There was a day, however, when big-picture producers didn’t exist. And a growing number of people — which could also be called a number of growing people — believe the little guys are poised for a comeback. As humanity rockets from 7 billion people today to 8 billion over the next 14 years, this group believes individual or community gardens and slaughterhouses will be a smart thing to have, even if not strictly essential to survival.

These folks are not hippie-freaks, communists, fear mongers, extremists or fashionistas who think it’s chic to “go organic.”

Their not-so-reluctant prophet is a Joel Salatin of Swoope, Va. Never heard of Swoope? Probably for the same reason a lot of people haven’t heard of Morton, Petal or Marks in Mississippi. It’s rural.

To a world that loves to stereotype individuals because it makes them easy to pigeonhole, Salatin, 54, describes himself as a “Christian-libertarian-environmentalist-capitalist-lunatic.” More simply, he’s an evangelical small-scale family farmer.

In a recent profile in Time magazine, Salatin was also an equal opportunity offender. He blamed “Big Food” for hyper-processed goods that ruin Americans’ health and fitness. And he knocked those who produce healthy foodstuffs for shipping as merely marketeers and called on them to do as he does, make a living from what can be sold locally.

As a concession to modern times, Salatin does have a website to share the message (polyfacefarms.com), which, succinctly is that he believes we are best served when we serve ourselves.

While Salatin doesn’t necessarily impose government-set food standards and inspection requirements, he seems to believe the Congress aids and abets Big Food — surprise, surprise, surprise — while making it too tough on local growers. If there is to be a shift, state and federal inspectors will have to back way off, he says. The biggest enemy the small producer has is government regulation. He told a Colorado newspaper, “If you don’t believe me, try selling raw milk to a neighbor tomorrow and see what happens. Try going to your church or your civic club and tell them, ‘I’m going to start making pickles in my kitchen,’ and try selling those. This isn’t just food regulation … what we are doing today with our hyper-regulatory and paranoid, litigious society is that we are stifling the innovation that is the answer to many of these issues.”
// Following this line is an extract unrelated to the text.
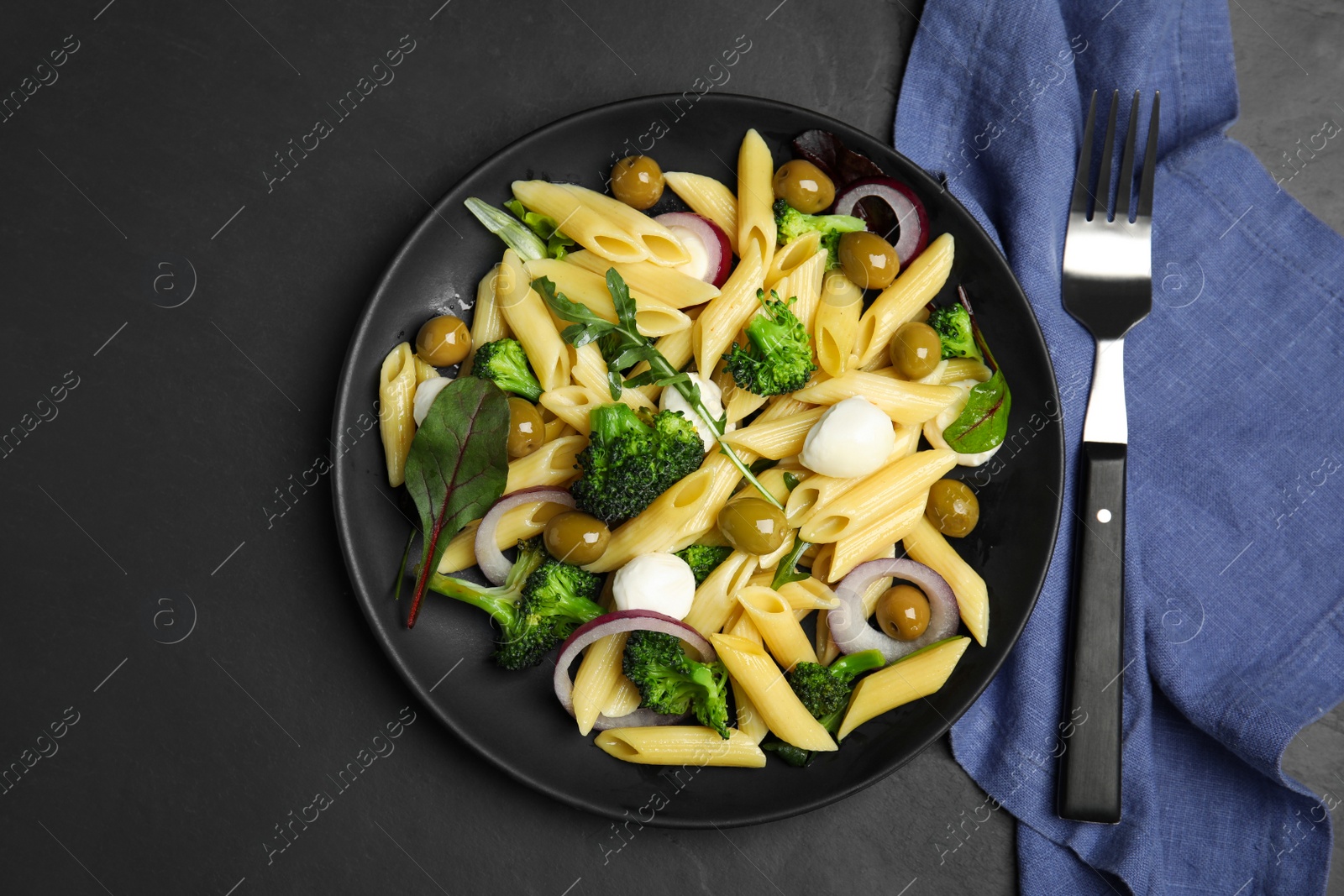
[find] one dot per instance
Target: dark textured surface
(156, 476)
As we are on the cusp of a food-centered holiday created to remind us to be grateful, we truly can count our blessings in Mississippi.

Earth’s population has more than doubled during the lifetime of anyone who is now 50 years old. That’s significant, to say the least. The 50-year-olds may not, but certainly their parents remember gardens, remember canning, remember killing chickens themselves so the family could have a meal.

If the future brings back the past, it’s heartening to know we live in a region where the weather and most of the land is suitable for growing animals as well as crops.

“Big Food” and “Big Government” are working hand-in-hand to meet increasing demand so we don’t have to think (or fret) about the food supply. Salatin says, however, that we should think about it more. And that the answers to what we need are, at best, in our own backyards or, at worst, down the road a piece.